Libero, 19 agosto 2016
Un tedesco su 40 è nato in provetta
Sempre più tedeschi nascono in provetta. A dirlo è il Bundesinstitut für Bevölkerungsforschung, l’ente teutonico per la ricerca demografica: tra il 1997 e il 2014, infatti, a Berlino e dintorni, grazie alla cosiddetta fecondazione in vitro, hanno visto la luce (per la prima volta, s’intende) 225mila bambini. Cioè uno ogni quaranta nascite. E, trattandosi di una media distribuita su diciotto anni, è logico aspettarsi che quel rapporto oggi sia anche più elevato. Chiariamo subito: la fecondazione in vitro (quella che in gergo medico viene definita “Fivet”, fertilizzazione in vitro con embryo transfer) è una delle tecniche di procreazioni assistita, anche se tra le più comuni: avviene «fuori dal corpo», in quella che comunemente viene definita una «provetta», e l’embrione così fecondato è, in un successivo momento, trasferito nell’utero della donna.
Ma tant’è: da Hannover a Monaco erano 12.456 i piccoli nati da tecniche in vitro nel 2001, sono cresciuti a 17.075 nel 2013. Tradotto in percentuali significa che se solo quindici anni fa rappresentavano appena l’1,7% dei fiocchi rosa o azzurri appesi fuori dalle porte tedesche, nel 2013 sono balzati al 2,5%. Ovvio: non si tratta (ancora) di numeri determinanti, ma il trend in crescita, ecco, quello è certo.
E con tutte le conseguenze del caso: sempre in Germania, col passare degli anni, cresce pure l’età media delle madri che si affidano alle fecondazioni in laboratorio pur di restare incinta (sono più della metà, ma vent’anni fa erano soltanto un terzo). In Danimarca, invece, dove la procreazione eterologa è possibile anche per le (future) madri single già da nove anni, nel 2015 un bambino su dieci è stato concepito da una donna senza il relativo compagno.
Già. Ma in Italia? Da noi la feconda assistita è stata normata solo nel 2004 e quella eterologa (ossia che prevede l’utilizzo di un seme oppure di un ovulo esterno alla coppia) addirittura nel 2014. «L’ultima relazione al Parlamento in materia di legge 40», chiarisce Filomena Gallo, segretario dell’associazione Luca Coscioni per la ricerca scientifica, che da decenni si occupa di questo genere di questioni, «evidenzia che dopo dodici anni di battaglie legali per affermare i diritti delle persone, oggi abbiamo i primi risultati anche in termini di nascite».

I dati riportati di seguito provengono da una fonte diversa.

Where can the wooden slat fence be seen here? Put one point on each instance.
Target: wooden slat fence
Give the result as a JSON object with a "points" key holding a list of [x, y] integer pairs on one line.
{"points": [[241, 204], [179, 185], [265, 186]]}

Della serie: quelli del Belpaese sono dati in tutto e per tutto in linea con i numeri tedeschi. Appunto: se il 2,5% dei bambini nati nel 2014 ha dei genitori che hanno fatto ricorso alla riproduzione assistita da tecniche di secondo e terzo livello, nel 2005 i piccoli in quella condizione erano meno dell’1%, e per la precisione lo 0,66%. «Si tratta di un numero di cicli ridotto perché, di fatto, queste tecniche non sono fruibili su tutto il territorio nelle varie strutture pubbliche», commenta Gallo, «ma nonostante questo i risultati sembrano incoraggianti e sarà interessante vedere come si evolveranno nei prossimi anni».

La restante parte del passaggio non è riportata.